Pausa. Devo raccontarvi di martiri ed eroi. Di piazze brulicanti di corpi in lotta e dell’appeal della resistenza.
L’ho conosciuto che eravamo in marcia, come stava eretto lui nessuno. Muoveva un passo dopo l’altro, deciso, mio bel soldato, che sguardo fiero, che temperamento, non arretrava neppure sotto una pioggia di lacrimogeni. Tutta l’acqua degli idranti era la sua, anzi ci camminava sopra come un cristo che muoveva passi svelti sulle acque.
Della sua faccia intravedevo gli occhi o forse solo uno ché l’altro era nascosto da un bel ciuffo. Ma mi piaceva, che muscoli, che portamento, che meraviglia ed emozione, mi proteggeva. Per fare a pari bendo l’occhio anch’io e lacrimando abbestia per il fumo gli dico “sono eretica”. Mi guarda ed è emozione pura. Mi eccita pensarlo in un angolo quieto del centro sociale, potessi togliergli pezzo per pezzo la divisa.

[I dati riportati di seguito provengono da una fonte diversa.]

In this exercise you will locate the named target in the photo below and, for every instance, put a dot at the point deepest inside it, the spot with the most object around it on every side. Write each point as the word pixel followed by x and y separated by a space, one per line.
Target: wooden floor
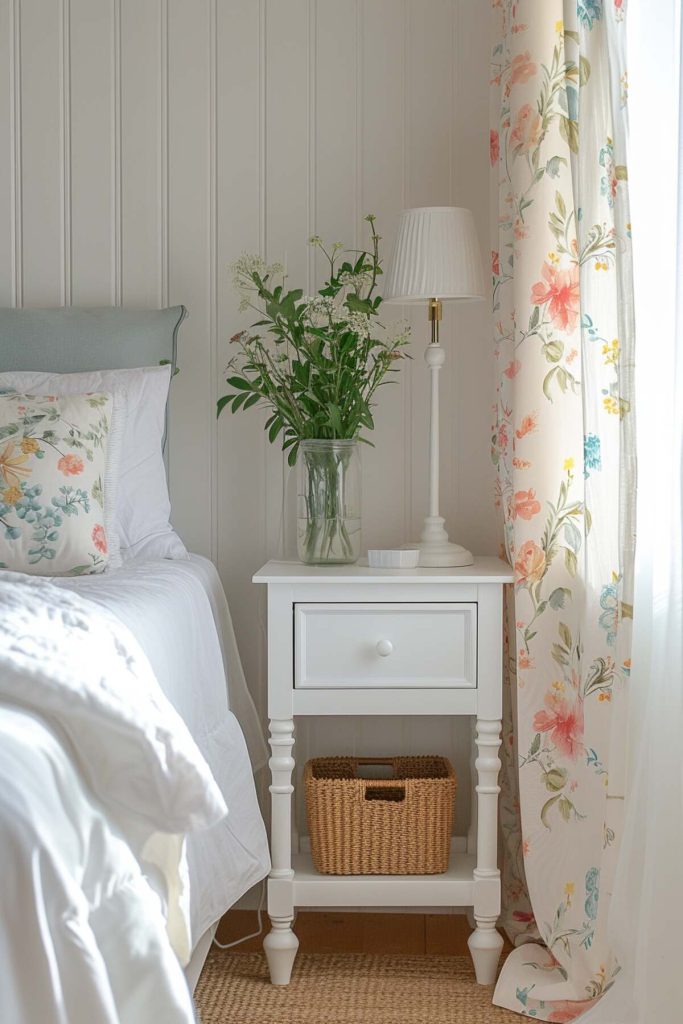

E lui si immola, passa avanti a me e para con il petto un pezzo di armeria piovuto da una folla di celerini. Stiamo facendo resistenza e va tutto bene finché non si avvicina per dirmi una cosa tipo “è tutto ok, baby” o perlomeno il tono era quello. Diventa gara e salto un passo avanti e assolvo al compito della ribelle stringendo un san pietrino in una mano e sfiorando il suo culo con quell’altra.

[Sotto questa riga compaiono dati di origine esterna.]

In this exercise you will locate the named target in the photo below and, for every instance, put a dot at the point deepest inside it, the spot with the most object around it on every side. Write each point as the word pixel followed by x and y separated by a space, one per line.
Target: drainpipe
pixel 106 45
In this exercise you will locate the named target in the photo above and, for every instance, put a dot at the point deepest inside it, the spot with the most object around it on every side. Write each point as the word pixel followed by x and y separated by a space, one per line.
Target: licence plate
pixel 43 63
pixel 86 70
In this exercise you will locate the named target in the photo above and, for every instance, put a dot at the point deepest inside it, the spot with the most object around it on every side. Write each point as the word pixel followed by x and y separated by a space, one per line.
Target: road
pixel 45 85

Fammi toccare, caro, lo sai che nelle piazze l’amore precario è meglio. Si gira e mi stritola una tetta in un abbraccio. Baciare un casco non è bello ma ci si accontenta. Poi arriva un’altro lacrimogeno e mentre lo ributta indietro gli parte una scintilla e temo che si bruci i pantaloni. Non è divertente un eroe che sbraita perché gli vanno in fiamme i suoi coglioni.
Di passo in passo quelli arretrano e noi vinciamo. Il suo è lo sguardo del vincente e accanto vuole una compagna che sia uguale. Combattente, come lui, coraggiosa, come lui, ma certo, si, andiamo pure in galera insieme, tanto che ci frega. Per gli ideali questo ed altro.